L’accident survenu au prince avait eu lieu pendant un entr’acte. Beaucoup de personnes virent transporter M. de Hansfeld à sa voiture ; parmi ces curieux était M. Girard, que sa femme avait envoyé savoir comment son sobieska était accueilli du public.

M. Girard n’avait osé faire aucune question à ce sujet, se promettant bien de dire à sa femme que son audacieuse casquette avait excité l’admiration générale. Il revint donc en hâte auprès de sa femme pour lui raconter l’évanouissement du prince.

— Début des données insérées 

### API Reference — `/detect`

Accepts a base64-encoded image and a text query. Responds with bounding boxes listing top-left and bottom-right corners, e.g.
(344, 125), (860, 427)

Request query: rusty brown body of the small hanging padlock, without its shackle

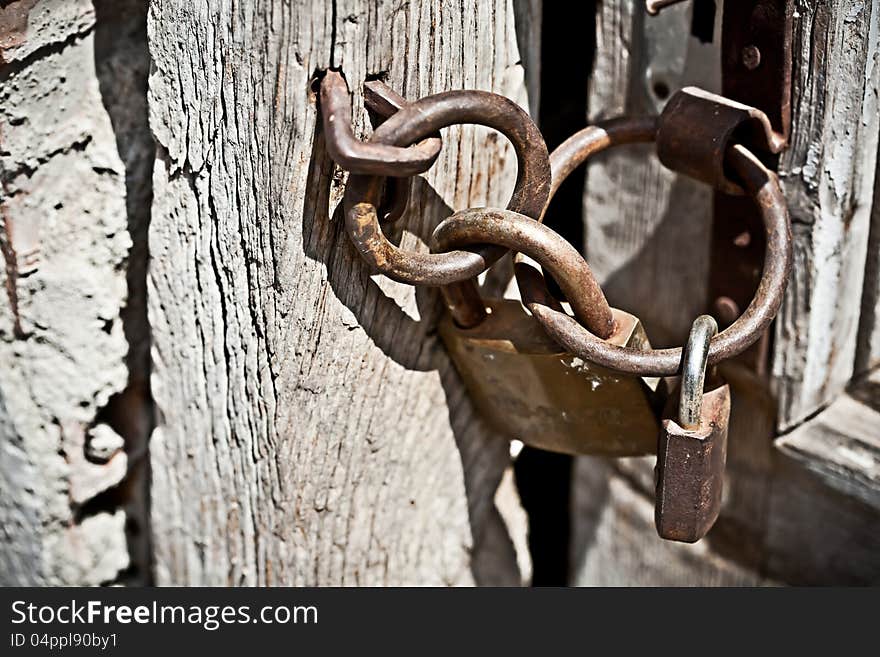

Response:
(654, 381), (730, 543)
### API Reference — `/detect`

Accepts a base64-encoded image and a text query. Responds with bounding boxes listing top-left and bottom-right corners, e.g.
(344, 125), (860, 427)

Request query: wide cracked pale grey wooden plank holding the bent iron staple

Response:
(150, 0), (526, 585)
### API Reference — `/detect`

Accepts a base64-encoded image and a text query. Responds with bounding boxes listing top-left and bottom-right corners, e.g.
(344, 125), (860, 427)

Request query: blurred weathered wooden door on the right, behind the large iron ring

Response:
(572, 0), (880, 585)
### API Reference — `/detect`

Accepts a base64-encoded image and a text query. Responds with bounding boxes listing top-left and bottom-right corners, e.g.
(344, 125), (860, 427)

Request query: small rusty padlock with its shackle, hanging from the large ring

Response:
(654, 315), (730, 543)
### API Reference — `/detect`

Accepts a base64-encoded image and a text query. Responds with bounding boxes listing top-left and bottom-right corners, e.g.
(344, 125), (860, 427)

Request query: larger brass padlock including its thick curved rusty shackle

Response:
(434, 209), (665, 457)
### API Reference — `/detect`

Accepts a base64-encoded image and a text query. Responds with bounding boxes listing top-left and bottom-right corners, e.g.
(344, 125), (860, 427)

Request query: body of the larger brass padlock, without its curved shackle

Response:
(439, 299), (662, 456)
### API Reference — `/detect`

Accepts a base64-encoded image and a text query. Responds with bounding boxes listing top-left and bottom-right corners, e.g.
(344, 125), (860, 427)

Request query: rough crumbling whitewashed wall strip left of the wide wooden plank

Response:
(0, 0), (153, 585)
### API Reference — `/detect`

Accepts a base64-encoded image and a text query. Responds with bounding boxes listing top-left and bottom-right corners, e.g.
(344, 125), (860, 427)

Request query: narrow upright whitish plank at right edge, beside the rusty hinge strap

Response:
(773, 0), (880, 430)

À peine eut-il entr’ouvert la porte et dit à madame Girard : — Bonne amie… — que celle-ci, sans lui laisser le temps de parler davantage, s’écria :

— Courez vite vous informer de ce qui vient d’arriver au prince de Hansfeld ; on vient de l’emporter, à ce qu’on dit, à la galerie, là, devant nous.

— Mais, bonne amie…

— Allez vite, allez.

— Mais, bonne amie, je viens…

— Mais allez donc, Timoléon.

— Écoutez de grâce, je…

— Mon Dieu que vous êtes impatientant ! Courez donc vite.

— Je viens justement pour…

— Il ne s’agit pas de cela, mais du prince… Encore une fois, allez donc vite.

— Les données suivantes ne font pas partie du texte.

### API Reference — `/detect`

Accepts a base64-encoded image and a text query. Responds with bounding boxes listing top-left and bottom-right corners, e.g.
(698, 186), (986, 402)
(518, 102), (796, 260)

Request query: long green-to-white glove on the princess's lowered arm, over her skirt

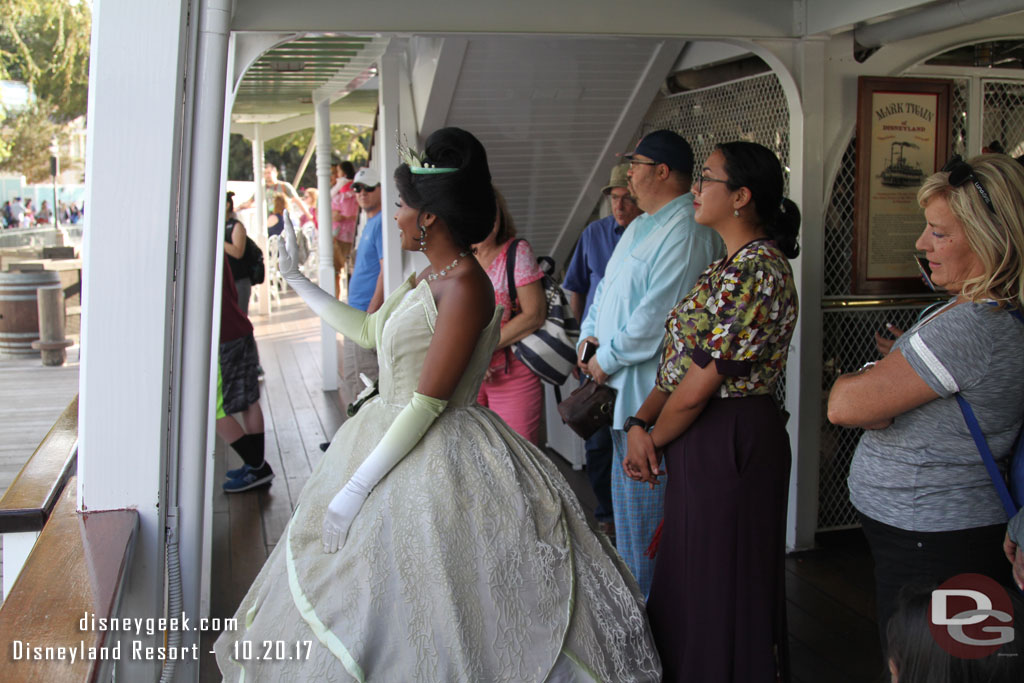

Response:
(321, 392), (447, 553)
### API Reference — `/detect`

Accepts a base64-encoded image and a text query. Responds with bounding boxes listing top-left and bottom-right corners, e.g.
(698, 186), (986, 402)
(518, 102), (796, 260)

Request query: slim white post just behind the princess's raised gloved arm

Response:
(314, 98), (338, 393)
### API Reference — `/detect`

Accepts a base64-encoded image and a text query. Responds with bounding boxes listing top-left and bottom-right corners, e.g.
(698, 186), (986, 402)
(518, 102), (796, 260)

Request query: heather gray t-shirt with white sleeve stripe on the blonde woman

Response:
(848, 303), (1024, 531)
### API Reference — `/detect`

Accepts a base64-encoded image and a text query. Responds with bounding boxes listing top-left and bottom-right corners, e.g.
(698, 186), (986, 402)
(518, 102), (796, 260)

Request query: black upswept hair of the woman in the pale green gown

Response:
(394, 128), (496, 249)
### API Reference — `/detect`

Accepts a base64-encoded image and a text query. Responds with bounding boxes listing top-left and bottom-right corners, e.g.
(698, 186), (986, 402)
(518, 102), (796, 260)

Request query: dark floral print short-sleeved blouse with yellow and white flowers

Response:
(656, 240), (798, 398)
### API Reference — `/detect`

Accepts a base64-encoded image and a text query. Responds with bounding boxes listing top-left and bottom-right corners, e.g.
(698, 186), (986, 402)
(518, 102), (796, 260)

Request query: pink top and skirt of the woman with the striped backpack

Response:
(477, 240), (544, 444)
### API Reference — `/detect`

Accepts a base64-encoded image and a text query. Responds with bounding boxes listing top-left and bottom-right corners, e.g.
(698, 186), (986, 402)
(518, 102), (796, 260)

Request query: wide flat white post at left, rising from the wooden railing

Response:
(78, 0), (192, 681)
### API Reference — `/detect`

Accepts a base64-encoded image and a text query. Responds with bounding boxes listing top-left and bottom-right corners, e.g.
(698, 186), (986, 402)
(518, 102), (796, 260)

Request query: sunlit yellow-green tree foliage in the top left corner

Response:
(0, 0), (92, 123)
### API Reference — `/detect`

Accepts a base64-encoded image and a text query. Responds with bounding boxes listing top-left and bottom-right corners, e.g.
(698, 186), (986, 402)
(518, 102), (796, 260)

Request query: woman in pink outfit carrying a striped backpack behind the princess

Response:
(473, 189), (548, 444)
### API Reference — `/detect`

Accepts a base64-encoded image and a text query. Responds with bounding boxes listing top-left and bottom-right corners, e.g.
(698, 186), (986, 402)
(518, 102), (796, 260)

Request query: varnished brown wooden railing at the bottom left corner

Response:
(0, 397), (138, 682)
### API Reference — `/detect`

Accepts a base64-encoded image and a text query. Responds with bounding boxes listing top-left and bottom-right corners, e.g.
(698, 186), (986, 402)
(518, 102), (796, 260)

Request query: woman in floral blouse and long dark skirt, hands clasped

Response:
(624, 142), (800, 683)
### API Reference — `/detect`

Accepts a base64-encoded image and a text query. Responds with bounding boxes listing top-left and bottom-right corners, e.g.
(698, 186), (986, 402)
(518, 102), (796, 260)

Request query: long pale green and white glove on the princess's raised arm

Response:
(278, 218), (411, 348)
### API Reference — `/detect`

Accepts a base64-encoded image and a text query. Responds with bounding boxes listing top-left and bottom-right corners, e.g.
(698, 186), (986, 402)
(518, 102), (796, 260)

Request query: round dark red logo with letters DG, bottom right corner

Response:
(928, 573), (1014, 659)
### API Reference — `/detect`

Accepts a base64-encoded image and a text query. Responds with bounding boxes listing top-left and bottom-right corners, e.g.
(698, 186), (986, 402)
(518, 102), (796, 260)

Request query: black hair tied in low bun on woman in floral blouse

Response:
(715, 140), (800, 258)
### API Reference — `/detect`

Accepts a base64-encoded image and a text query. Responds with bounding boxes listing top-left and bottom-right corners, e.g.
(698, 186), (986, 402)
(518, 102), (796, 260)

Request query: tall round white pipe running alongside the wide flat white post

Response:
(173, 0), (231, 681)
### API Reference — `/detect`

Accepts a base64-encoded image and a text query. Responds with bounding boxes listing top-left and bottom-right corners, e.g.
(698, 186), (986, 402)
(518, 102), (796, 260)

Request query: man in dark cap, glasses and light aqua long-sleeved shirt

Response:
(577, 130), (724, 595)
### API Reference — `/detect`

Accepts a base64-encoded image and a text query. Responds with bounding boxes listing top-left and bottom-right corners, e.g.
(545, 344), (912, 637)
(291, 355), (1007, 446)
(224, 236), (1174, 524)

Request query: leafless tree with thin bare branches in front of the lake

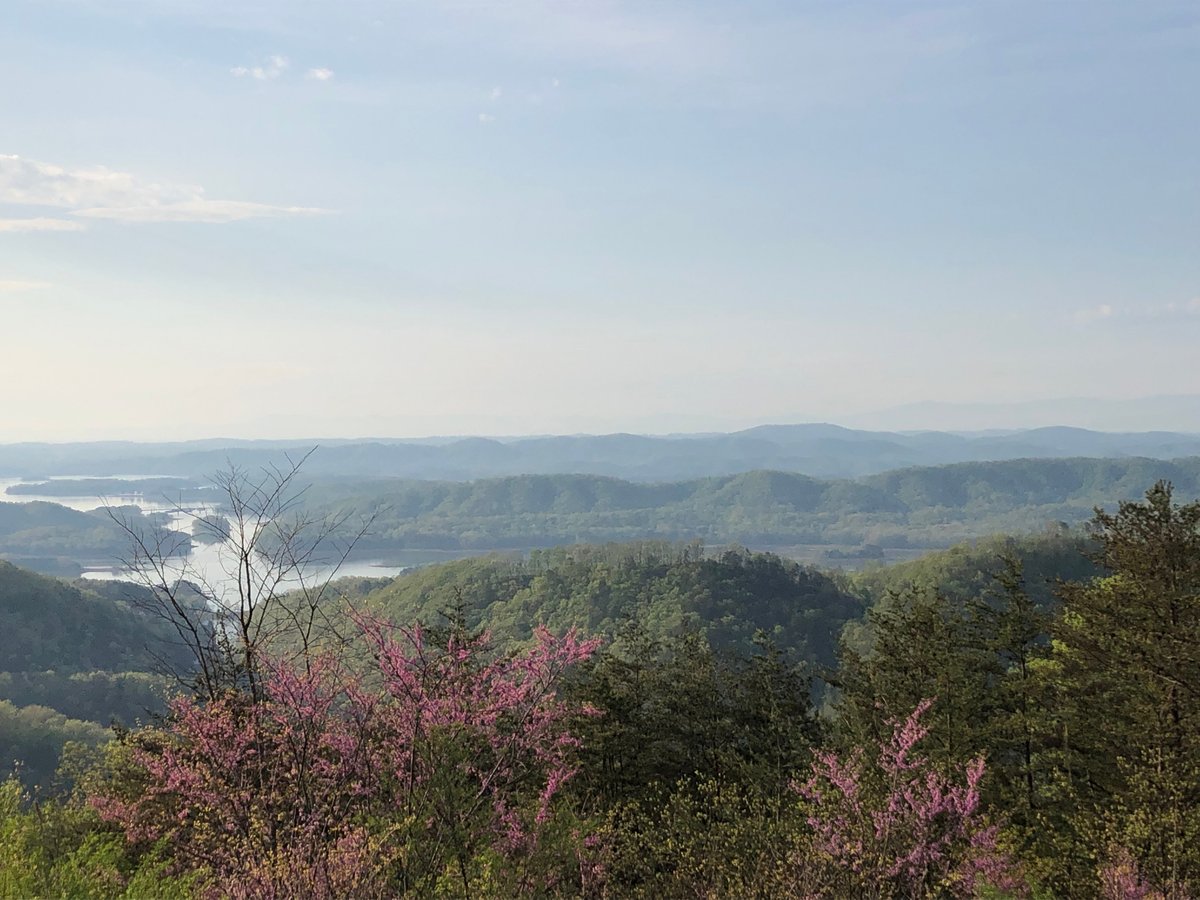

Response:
(107, 448), (374, 700)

— Mais, bonne amie, je viens vous raconter ce que vous désirez savoir ! — s’écria M. Girard avec une extrême volubilité.

C’est différent ; entrez et fermez la porte de la loge… Il fallait dire cela tout de suite.

— Bonne amie, vous ne m’en avez pas laissé le temps, et je…

— Au fait, au fait.

— Est-ce que le prince a complètement perdu connaissance ? — demanda Berthe avec intérêt.

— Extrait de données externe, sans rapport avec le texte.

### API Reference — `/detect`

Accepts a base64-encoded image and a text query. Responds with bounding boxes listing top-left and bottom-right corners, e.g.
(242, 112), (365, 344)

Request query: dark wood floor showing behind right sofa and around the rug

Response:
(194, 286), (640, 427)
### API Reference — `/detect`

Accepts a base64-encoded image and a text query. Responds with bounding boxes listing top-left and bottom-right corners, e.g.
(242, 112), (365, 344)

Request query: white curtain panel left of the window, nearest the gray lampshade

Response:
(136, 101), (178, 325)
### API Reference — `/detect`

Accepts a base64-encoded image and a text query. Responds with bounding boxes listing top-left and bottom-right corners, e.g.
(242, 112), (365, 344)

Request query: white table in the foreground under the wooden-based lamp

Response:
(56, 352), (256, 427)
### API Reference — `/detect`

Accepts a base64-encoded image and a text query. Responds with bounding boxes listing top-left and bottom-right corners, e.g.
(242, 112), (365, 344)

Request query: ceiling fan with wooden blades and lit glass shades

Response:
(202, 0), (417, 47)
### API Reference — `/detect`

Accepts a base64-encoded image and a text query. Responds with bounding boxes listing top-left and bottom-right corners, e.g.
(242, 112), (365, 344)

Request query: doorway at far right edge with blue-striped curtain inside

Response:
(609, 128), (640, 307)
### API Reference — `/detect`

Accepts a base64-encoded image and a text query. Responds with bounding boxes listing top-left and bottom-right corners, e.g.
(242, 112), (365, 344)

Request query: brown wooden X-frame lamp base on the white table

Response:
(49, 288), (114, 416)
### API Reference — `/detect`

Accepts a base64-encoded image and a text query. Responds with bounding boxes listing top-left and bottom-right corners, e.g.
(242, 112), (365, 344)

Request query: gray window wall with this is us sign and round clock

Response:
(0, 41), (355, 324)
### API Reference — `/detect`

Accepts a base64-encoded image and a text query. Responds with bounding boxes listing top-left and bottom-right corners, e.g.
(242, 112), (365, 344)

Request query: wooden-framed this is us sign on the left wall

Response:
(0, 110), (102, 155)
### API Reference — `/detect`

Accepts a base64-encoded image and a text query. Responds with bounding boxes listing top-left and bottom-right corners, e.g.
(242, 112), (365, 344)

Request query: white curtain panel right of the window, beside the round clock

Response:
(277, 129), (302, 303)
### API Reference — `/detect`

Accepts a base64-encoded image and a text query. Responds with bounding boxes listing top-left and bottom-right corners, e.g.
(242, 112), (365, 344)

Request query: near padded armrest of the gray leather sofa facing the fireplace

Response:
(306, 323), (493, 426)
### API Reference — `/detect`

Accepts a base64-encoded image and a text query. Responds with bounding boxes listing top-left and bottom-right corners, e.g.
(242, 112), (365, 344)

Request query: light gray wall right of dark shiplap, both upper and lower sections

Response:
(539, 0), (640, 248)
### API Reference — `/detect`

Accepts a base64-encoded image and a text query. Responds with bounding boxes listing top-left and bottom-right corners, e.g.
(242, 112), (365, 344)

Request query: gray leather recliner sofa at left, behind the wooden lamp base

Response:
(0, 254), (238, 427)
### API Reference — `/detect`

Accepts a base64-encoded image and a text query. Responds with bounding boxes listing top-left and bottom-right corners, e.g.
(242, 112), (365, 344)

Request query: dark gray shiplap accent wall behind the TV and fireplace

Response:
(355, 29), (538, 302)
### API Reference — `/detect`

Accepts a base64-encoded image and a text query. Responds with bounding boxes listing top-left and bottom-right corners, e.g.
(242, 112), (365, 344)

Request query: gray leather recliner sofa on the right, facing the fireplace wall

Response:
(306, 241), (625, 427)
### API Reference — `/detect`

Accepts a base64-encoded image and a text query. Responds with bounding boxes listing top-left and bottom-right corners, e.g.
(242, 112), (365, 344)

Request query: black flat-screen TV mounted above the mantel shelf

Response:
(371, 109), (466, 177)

— La princesse est sans doute partie avec lui ? — dit M. de Brévannes.

— Est-ce qu’on lui a donné là les premiers secours ? — repartit madame Girard-Timoléon. — Mais répondez donc, vous restez là comme un tertre, sans mot dire.

— Je ne puis répondre à tant de questions à la fois… D’après ce que j’ai pu recueillir dans la foule, selon les uns, le prince sortait d’une longue maladie, la chaleur de la salle l’a gravement incommodé ; selon d’autres, c’était un accès de folie qui lui avait pris lorsqu’on le croyait pourtant complètement guéri ; selon ceux-là, enfin, c’était une émotion violente et inattendue qui a causé sa défaillance.

— Pauvre prince, si jeune et si souffrant — dit naïvement Berthe à M. de Brévannes ; — jusqu’à ses douleurs, tout est donc un mystère ?…

— Ah ! ma chère madame de Brévannes, comme cela est intéressant, n’est-ce pas ? — s’écria madame Girard avec exaltation. — Quel dommage que nous n’ayons pas pu le voir ! car il était tellement caché dans le fond de la loge que nous ne pouvions distinguer ses traits.

— J’avoue — dit Berthe — que j’aurais été curieuse de voir sa figure…

M. de Brévannes avait froncé le sourcil en examinant avec intention la physionomie de Berthe, lorsque celle-ci avait manifesté son intérêt pour M. de Hansfeld… Il attendit avec une certaine inquiétude la réponse de madame Girard qui avait ajouté sentimentalement :

— En admettant que le prince fût jeune et beau, intéressant comme il l’est, on ne choisirait pas autrement son idéal si l’on était jeune fille et maîtresse de son cœur ; n’est-ce pas, madame de Brévannes ?

— Pourtant, bonne amie, il me semble que je n’ai pas contrarié votre inclination, et que…

— Ah çà ! j’espère bien, Timoléon, que vous n’avez jamais eu la prétention d’être un être idéal, fantastique ?

— Je n’ai pas la prétention d’être fantastique, bonne amie, mais…

— Silence ! on lève la toile….

M. Girard se tut.

Berthe et madame Girard prêtèrent une nouvelle attention au dernier acte de la comédie, et M. de Brévannes, dont les traits s’assombrissaient de plus en plus, jeta plusieurs fois sur Berthe de singuliers regards ; son absurde jalousie s’alarmait de l’intérêt que Berthe venait de témoigner en entendant parler des souffrances du prince dont elle n’avait même pas vu les traits.